„S” z propozycją nowego systemu wynagradzania nauczycieli
Następnie głos zabrał Jerzy Ewertowski, przewodniczący zespołu płacowego, który przedstawił szczegóły założeń nowego systemu wynagradzania nauczycieli. - Nie chcemy, by politycy określali poziom nauczycielskich uposażeń. Chcemy wprowadzić takie zmiany, aby po ogłoszeniu informacji przez prezesa GUS w lutym każdego roku o przeciętnego wynagrodzenia, wiadome już było, jakie wynagrodzenie dostaną nauczyciele. Przeciętne wynagrodzenia w sposób bezpośredni wpływałyby na poziom płac nauczycieli. Chcemy zadbać o to, by młody człowiek rozpoczynający prace w zawodzie nauczyciela, nie musiał ze swoją pensją oscylować wokół płacy minimalnej. Dlatego ustaliliśmy poziomy jakie nauczyciele powinni osiągać w swoim wynagrodzeniu – tłumaczył Ewertowski.
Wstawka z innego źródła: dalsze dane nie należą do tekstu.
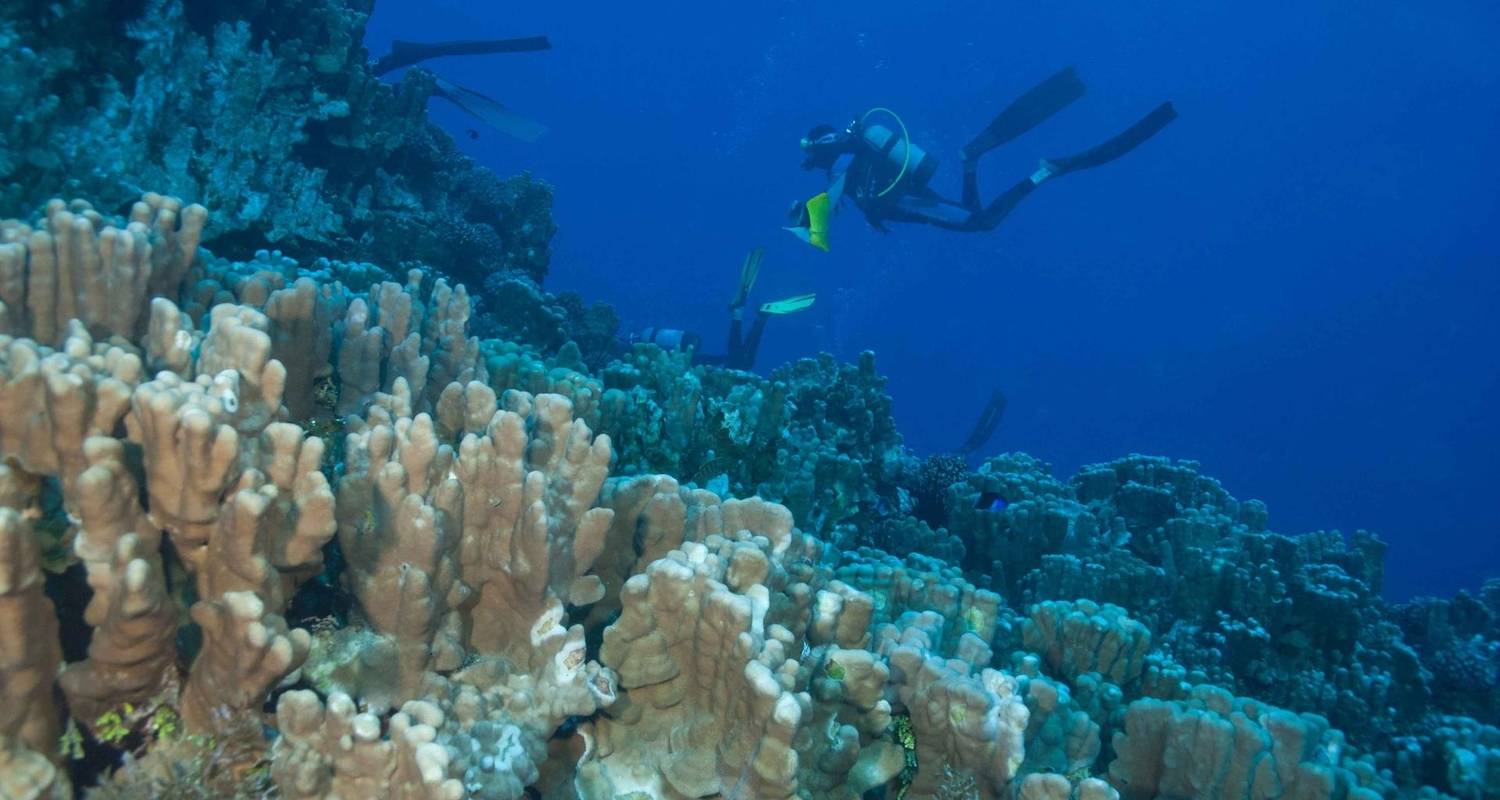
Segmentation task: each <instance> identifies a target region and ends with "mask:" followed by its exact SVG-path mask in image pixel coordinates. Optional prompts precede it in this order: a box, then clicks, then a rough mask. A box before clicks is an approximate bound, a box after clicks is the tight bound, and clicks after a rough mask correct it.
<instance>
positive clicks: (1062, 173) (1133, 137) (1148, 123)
mask: <svg viewBox="0 0 1500 800" xmlns="http://www.w3.org/2000/svg"><path fill="white" fill-rule="evenodd" d="M1175 119H1178V110H1176V108H1173V107H1172V104H1170V102H1164V104H1161V105H1158V107H1157V108H1155V110H1152V113H1151V114H1146V116H1145V117H1142V119H1140V122H1137V123H1136V125H1133V126H1130V128H1127V129H1125V131H1122V132H1121V134H1119V135H1116V137H1115V138H1112V140H1109V141H1106V143H1103V144H1098V146H1095V147H1091V149H1089V150H1085V152H1082V153H1079V155H1074V156H1068V158H1058V159H1047V161H1044V162H1043V165H1041V168H1040V170H1038V171H1037V174H1035V176H1032V183H1041V180H1046V179H1049V177H1058V176H1065V174H1068V173H1076V171H1079V170H1091V168H1094V167H1100V165H1103V164H1109V162H1112V161H1115V159H1118V158H1121V156H1124V155H1125V153H1130V152H1131V150H1134V149H1136V147H1140V144H1142V143H1145V141H1146V140H1149V138H1151V137H1155V135H1157V134H1160V132H1161V129H1163V128H1166V126H1167V125H1169V123H1170V122H1172V120H1175ZM1038 177H1040V179H1041V180H1038Z"/></svg>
Zgodnie z przygotowaną przez Solidarność koncepcją, minimalne stawki wynagrodzenia zasadniczego nauczyciela powinny zależeć od przeciętnego wynagrodzenia w gospodarce narodowej w następujący sposób: dla nauczyciela stażysty miałoby to być 70 proc. przeciętnego wynagrodzenia w gospodarce narodowej, dla nauczyciela kontraktowego 85 proc., mianowanego 100 proc., a dyplomowanego 115 proc. Kwotowo przedstawiałoby się to natomiast mniej więcej w taki sposób, że stażysta zarabiałby 3210 zł, nauczyciel kontraktowy 3897, mianowany 4585, a dyplomowany 5273. Jak podkreślili zebrani przedstawiciele „S”, są to na razie propozycje, które podlegać będą twardym negocjacjom.